TechRadar Verdict
Edison is very pretty, very efficient and very customisable but its Assistant is US-only.
Pros
- +
Lovely interface
- +
Unified inbox
- +
Swipes and dark mode
Cons
- -
US-only Assistant
Why you can trust TechRadar
Edison Mail is a much-loved iOS app, and now it’s available for the Mac. It looks and works very much like the iPad app and does all the important things its mobile sibling does.
There’s a clean, uncluttered interface that makes good use of swipe gestures; support for dark mode; and a Unified Inbox that enables you to combine your inboxes from most providers (but not currently Exchange). It’s ad-free and automatically blocks email trackers to help protect your privacy.
Interface and features
The app is very easy to set up, simple to use and very nice to spend time in. You can use Gmail, Apple Mail, Gmail Inbox or Microsoft Outlook keyboard shortcuts or Edison’s own ones, it’s easy to customize the swipe gestures, you can create your own templates and the support for Gmail aliases works very well – something that lets down some other Mac mail clients.
It’s a very attractive alternative to Apple’s Mail app and to browser-based clients, although its use of white space does mean it takes up a little more room than some clients: with otherwise identical settings for font sizes and preview lines, Apple Mail shows us 10 emails to Edison’s seven.
There are three key features designed to protect your privacy and eradicate irritations. Block Sender does exactly what you’d expect, although it’s separate from Apple’s own blocklist so if you’ve been block-happy in Mail for a while you may need to re-block some persistent senders in Edison.
One-click Unsubscribe gets rid of those mailing lists and promotions you don’t recall signing up for, and Read Receipt Blocking is a more subtle way to prevent people snooping on you than just blocking external images. With Read Receipt Blocking you can keep images on without worrying about tracking pixels.
Messages that matter
One of Edison’s headline features is the Assistant, which scans your email and classifies appropriate ones as Travel, Packages, Bill & Receipts or Entertainment so you can get a bird's-eye view of the things that matter to you. We’ve seen similar classification and filtering in other mail apps, notably Microsoft’s Outlook and Google’s now-discontinued Inbox, but Edison’s approach is more fun and friendly.

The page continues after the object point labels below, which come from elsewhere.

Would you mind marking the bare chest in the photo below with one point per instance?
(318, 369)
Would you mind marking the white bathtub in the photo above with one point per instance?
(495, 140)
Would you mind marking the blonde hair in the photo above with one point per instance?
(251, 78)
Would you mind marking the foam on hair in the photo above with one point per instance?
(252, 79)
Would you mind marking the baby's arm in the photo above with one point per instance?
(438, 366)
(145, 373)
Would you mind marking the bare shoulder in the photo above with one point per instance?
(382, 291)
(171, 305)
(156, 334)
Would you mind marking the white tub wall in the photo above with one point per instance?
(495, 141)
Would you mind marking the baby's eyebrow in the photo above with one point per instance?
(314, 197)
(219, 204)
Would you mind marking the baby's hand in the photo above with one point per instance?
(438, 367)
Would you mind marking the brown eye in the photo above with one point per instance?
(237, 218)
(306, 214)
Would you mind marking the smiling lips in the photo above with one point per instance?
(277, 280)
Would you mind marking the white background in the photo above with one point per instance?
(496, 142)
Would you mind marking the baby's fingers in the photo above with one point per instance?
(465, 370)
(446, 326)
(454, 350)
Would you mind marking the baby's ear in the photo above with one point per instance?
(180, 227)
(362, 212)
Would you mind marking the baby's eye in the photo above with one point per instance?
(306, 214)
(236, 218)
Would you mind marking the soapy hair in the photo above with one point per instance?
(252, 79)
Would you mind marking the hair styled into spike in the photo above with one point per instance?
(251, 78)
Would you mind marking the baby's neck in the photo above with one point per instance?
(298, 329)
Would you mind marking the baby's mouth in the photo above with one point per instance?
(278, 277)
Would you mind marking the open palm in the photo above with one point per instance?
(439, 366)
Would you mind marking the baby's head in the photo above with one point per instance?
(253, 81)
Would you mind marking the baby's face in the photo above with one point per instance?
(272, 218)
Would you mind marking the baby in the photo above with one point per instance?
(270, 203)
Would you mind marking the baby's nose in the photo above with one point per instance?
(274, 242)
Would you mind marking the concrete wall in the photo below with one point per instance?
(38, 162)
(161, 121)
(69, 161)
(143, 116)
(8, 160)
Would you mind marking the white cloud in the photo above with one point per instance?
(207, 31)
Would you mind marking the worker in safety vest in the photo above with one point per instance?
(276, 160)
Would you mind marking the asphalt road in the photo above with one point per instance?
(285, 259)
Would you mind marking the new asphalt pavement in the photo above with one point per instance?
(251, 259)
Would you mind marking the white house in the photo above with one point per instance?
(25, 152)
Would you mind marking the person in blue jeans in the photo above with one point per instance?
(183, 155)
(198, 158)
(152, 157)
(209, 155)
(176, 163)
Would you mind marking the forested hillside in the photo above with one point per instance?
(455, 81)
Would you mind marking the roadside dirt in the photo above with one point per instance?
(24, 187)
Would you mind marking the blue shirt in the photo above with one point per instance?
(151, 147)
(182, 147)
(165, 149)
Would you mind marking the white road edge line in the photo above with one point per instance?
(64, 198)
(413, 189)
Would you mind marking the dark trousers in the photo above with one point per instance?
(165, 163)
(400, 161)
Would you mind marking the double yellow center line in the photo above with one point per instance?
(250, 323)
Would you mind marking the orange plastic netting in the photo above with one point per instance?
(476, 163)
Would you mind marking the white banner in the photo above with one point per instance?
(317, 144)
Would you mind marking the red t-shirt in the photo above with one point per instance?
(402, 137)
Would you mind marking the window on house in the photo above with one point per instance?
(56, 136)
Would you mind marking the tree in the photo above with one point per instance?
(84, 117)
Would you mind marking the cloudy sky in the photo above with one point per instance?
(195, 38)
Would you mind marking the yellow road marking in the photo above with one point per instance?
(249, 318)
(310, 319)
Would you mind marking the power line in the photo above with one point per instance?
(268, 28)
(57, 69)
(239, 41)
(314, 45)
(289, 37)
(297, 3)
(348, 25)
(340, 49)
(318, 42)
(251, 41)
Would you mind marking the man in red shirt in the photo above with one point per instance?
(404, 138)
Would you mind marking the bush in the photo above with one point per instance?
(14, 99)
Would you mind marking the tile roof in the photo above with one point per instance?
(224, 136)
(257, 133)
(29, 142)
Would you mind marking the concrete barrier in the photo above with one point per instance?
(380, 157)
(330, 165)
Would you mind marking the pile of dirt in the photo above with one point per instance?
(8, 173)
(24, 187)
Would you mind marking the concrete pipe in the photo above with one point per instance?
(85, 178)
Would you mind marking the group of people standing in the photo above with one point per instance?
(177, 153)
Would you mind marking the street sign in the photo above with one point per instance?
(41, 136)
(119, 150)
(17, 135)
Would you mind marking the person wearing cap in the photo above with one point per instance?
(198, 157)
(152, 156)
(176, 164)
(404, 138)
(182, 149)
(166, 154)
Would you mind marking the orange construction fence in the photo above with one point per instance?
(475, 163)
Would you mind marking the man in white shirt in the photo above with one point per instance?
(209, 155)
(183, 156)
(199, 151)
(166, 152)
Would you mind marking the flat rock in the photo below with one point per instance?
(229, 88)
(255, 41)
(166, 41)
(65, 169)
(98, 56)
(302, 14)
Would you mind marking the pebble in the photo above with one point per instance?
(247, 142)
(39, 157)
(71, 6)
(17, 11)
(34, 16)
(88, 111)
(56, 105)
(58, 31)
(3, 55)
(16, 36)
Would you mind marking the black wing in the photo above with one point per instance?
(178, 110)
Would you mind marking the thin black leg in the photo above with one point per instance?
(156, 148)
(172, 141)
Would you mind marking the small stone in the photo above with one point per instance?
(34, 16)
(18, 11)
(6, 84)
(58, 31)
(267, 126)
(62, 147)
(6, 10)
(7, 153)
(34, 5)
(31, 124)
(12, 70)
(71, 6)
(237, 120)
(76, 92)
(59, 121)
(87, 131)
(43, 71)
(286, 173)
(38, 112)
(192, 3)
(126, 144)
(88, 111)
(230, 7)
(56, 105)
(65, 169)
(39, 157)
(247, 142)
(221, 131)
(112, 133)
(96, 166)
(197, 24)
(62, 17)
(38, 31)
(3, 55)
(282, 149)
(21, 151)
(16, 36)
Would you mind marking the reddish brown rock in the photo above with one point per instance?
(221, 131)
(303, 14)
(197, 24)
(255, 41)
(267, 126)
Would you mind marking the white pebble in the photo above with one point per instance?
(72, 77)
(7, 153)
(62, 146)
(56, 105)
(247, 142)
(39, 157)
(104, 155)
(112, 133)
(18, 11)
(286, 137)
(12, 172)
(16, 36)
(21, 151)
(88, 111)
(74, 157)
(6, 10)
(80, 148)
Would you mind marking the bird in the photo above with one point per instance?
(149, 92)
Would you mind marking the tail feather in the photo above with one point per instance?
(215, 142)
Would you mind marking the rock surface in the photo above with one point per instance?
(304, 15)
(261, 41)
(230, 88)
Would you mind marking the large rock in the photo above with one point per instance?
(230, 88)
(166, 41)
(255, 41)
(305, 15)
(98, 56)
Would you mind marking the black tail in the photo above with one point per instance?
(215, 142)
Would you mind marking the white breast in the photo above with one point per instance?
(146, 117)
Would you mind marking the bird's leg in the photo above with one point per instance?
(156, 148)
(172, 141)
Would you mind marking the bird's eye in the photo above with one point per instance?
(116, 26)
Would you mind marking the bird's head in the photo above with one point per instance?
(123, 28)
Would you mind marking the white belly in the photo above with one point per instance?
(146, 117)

Or at least, it is when it’s available: it’s only currently designed for US users. We’re in the UK and and the Assistant’s Entertainment category found just four concert bookings out of the many hundreds in our Gmail and it didn’t find any emails it considered travel-related at all. Annoyingly you can’t remove these Assistant links from the sidebar.
An interesting alternative
Edison is a very clever, attractive and useful alternative to existing email apps: it’s fast and friendly, the multiple account support is useful, it handles Gmail aliases properly and the customisation options are useful and extensive. It’s just a shame that its Assistant doesn’t really work for non-US users.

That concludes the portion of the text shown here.